In the case of the 27-year-old, the public prosecutor’s office is investigating because of bodily harm resulting in death. The police supervisory authority was also involved, according to investigators. But it is still unclear whether there is a connection with the unrest. The lawyer for the young man in a coma announced that he would file a charge of attempted manslaughter. The use of rubber bullets is controversial in France. During the social protests of the so-called yellow vests in 2018/19, several people were injured by rubber bullets.

The unrest in the suburbs, which has been going on for a week, flared up after the shooting of a 17-year-old Nahel M. by a police officer during a traffic stop. According to the Ministry of the Interior, only 16 people were arrested on Wednesday night, and eight buildings were damaged. According to the information, there were also around a hundred fires in public spaces, primarily burning garbage cans. About 80 vehicles burned down.

Overall, the riots were less extensive than on the previous nights. Buses and trams were scheduled to resume normal operation across the country on Wednesday evening after several evenings and nights of suspension due to the riots.

“I hope that the policeman will be convicted”

Again, 45,000 security forces were deployed across the country on Wednesday night. French President Emmanuel Macron had confirmed that the massive police presence would be maintained. Since the unrest began on June 27, around 3,600 people have been arrested, almost a third of them minors. About 990 were brought before a judge, of whom 380 were arrested.

The French government announced that it might restrict the use of online networks in the event of further unrest. It is conceivable, for example, to temporarily switch off the location services, said government spokesman Olivier Véran. In recent unrest, rioters are said to have used such services to rally in zones of conflict.
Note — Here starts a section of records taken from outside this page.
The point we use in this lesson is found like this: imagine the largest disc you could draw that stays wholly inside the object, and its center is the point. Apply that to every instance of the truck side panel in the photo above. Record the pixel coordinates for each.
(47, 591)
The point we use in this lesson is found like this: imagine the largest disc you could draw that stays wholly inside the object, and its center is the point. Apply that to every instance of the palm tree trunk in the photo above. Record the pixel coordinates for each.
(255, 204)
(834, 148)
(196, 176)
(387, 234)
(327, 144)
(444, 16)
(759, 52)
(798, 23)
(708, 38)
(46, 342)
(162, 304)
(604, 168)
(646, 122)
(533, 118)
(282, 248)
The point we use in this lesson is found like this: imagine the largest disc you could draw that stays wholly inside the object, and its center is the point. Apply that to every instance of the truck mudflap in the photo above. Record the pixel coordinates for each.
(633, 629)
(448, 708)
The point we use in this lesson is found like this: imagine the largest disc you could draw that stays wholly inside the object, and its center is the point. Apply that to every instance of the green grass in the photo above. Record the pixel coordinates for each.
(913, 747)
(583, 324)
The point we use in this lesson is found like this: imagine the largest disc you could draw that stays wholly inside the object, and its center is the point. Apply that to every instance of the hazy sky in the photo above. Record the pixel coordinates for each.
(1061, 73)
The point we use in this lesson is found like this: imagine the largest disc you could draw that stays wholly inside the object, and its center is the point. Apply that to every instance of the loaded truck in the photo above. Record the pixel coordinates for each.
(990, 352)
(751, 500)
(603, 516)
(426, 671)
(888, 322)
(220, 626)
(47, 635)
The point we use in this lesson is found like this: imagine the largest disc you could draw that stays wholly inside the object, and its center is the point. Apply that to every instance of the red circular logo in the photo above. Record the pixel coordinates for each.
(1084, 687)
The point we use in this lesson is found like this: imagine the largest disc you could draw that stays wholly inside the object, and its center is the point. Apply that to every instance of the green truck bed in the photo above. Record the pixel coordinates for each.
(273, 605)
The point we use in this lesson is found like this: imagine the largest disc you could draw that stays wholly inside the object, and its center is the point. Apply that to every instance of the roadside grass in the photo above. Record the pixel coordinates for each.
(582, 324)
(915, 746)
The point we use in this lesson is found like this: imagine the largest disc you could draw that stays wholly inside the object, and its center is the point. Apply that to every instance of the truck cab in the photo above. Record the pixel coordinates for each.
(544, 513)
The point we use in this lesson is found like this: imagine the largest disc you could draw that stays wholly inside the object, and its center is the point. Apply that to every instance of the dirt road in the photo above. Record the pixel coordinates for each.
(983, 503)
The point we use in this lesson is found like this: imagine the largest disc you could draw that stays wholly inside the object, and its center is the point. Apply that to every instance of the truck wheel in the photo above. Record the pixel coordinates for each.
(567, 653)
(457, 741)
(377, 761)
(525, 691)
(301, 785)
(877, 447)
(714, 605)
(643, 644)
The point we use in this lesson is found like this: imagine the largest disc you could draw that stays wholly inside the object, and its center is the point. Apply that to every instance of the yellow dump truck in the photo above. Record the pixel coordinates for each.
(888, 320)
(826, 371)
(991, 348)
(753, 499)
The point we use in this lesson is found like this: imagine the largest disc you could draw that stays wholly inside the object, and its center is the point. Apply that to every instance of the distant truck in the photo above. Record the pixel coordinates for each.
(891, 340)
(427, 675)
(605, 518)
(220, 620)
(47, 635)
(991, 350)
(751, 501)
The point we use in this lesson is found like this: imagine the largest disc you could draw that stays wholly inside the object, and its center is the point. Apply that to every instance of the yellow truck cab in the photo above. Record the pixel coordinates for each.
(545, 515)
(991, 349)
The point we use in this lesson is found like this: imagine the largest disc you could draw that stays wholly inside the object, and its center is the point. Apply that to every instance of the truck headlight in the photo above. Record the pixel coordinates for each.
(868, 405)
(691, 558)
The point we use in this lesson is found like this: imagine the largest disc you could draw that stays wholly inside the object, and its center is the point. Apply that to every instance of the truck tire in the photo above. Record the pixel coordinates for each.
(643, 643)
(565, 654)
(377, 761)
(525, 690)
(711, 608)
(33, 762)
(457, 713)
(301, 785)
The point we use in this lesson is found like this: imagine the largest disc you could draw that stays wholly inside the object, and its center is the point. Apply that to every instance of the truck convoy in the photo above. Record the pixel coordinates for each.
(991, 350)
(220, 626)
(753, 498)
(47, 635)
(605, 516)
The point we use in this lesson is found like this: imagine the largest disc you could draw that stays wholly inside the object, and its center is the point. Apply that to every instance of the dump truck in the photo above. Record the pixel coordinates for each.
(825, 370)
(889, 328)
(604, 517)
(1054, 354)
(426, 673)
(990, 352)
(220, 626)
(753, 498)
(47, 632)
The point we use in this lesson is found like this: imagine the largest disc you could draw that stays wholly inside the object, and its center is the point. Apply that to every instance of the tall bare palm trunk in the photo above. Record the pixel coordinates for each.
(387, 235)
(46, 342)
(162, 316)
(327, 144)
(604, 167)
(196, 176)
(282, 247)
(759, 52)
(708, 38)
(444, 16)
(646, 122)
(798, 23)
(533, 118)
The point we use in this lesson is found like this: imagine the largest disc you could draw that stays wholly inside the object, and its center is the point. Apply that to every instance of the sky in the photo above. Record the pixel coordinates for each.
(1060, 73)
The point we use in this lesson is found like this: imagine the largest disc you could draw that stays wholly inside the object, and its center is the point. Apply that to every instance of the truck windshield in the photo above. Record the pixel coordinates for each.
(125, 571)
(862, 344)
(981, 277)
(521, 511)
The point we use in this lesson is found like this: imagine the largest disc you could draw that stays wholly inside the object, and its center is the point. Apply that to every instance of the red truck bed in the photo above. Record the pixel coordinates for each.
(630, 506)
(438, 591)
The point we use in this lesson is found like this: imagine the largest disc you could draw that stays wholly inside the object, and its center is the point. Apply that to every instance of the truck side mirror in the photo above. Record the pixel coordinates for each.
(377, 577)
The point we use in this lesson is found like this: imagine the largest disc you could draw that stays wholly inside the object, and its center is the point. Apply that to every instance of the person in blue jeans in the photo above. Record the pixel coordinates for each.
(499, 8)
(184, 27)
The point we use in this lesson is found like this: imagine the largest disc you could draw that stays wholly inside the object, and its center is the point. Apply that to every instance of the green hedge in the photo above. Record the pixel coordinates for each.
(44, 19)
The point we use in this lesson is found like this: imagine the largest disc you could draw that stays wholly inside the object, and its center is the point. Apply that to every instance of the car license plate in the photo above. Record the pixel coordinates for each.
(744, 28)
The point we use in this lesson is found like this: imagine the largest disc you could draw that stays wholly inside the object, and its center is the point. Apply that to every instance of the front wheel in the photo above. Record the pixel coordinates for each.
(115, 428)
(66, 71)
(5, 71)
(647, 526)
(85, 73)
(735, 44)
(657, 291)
However, Véran emphasized that there could be no talk of a general shutdown.

The father of Nahel, who was shot dead by a police officer, announced that he would appear as a joint plaintiff in the process. “I hope that the police officer will be convicted,” he said. “He took all my hope away from me.” According to his own statement, the father had no contact with his son, but never gave up hope of getting closer to him one day.

accusation of racism

The relationship between the authorities and the population of the Parisian suburbs has been tense for years. The police in particular are accused of racist behavior. According to criminologist Sebastian Roché, the dead in police operations are disproportionately likely to belong to ethnic minorities, he told the regional newspaper “La Voix du Nord”. In his opinion, the French police are the deadliest in Europe, as he in turn told Die Zeit.

Political scientist Jacques de Maillard agrees with the criminologist: “The deteriorating relationship between the police and young working-class men who belong to ethnic minorities is a key element of the situation in France,” he told DW. An evaluation by the independent authority “Défenseur des droits” also shows that dark-skinned and North African men are 20 times more likely to be subjected to identity checks than the rest of the population.

The UN human rights commissioner called on France “to seriously deal with the profound problems of racism and racial discrimination in law enforcement”. The French Foreign Ministry has described allegations that the police are racist or structurally discriminatory as unfounded.